I read an article in the last couple of days quoting David Maister (guru to professional services firms) as saying that he’s never going to write another book, and he rarely reads them any more, either. Instead, he’s become a blogger, and says that he gets his best information from other blogs, or maybe magazine articles. The original article, which probably set this off, is actually much more insightful than this, and an interesting comment (from a new convert) on the whole blogging experience from a business perspective.
I had a quick look at his blog, and I think he’s basically using it as a forum for shorter magazine articles (when he was just an apprentice guru, he published magazine articles in the American Lawyer, before people were willing to give him a book deal). What he’s writing is very polished, and thought through – certainly more than this blog, and more than most of the blogs I read.

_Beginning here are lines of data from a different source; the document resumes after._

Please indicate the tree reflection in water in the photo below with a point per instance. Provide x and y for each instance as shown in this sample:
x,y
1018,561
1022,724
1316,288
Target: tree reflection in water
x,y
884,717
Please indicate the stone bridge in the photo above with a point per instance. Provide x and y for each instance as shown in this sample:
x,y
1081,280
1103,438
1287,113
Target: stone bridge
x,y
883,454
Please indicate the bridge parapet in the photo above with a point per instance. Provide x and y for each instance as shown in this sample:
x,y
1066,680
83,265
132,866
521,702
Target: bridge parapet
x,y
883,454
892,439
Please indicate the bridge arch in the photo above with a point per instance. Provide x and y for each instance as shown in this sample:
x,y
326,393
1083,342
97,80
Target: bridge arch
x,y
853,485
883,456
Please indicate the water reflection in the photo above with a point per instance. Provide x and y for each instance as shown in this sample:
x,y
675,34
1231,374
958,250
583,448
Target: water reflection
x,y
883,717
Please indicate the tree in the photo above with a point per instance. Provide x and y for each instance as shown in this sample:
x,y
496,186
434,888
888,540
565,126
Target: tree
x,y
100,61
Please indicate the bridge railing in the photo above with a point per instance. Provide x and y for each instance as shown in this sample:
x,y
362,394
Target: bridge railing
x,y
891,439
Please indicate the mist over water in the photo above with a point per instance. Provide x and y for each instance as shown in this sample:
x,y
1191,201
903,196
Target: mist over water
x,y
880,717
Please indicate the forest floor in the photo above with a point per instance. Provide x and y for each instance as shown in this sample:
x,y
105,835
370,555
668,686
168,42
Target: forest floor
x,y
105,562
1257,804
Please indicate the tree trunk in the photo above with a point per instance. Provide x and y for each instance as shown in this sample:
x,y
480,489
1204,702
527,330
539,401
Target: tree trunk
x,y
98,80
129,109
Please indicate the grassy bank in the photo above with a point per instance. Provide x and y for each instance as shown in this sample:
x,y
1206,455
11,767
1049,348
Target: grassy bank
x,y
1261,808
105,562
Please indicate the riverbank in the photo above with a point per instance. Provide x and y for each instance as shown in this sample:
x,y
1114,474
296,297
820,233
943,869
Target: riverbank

To me, blogging is a new medium, not just a replacement for other, older ones. The interaction, between commenter and blogger, on the best blogs, makes it completely different from a magazine or newspaper, and the rough draft nature of many blogs create an immediacy that other media simply can’t match. David Maister is the kind of writer that thrives from that interaction, but it’s a big stretch from that to say that the book is passe.
I love having a new text-based medium, but, just as television didn’t kill film, but added possibilities, blogging adds variety to the many ways we humans communicate with each other.
I’m still going to add David Maister to my bloglines feed. While I was in professional services, I found him the most insightful business writer I’ve read by a considerable margin. In a 30-second trawl through his blog, I found a post on leadership vs management for professionals that I’m going to go back to for inspiration later.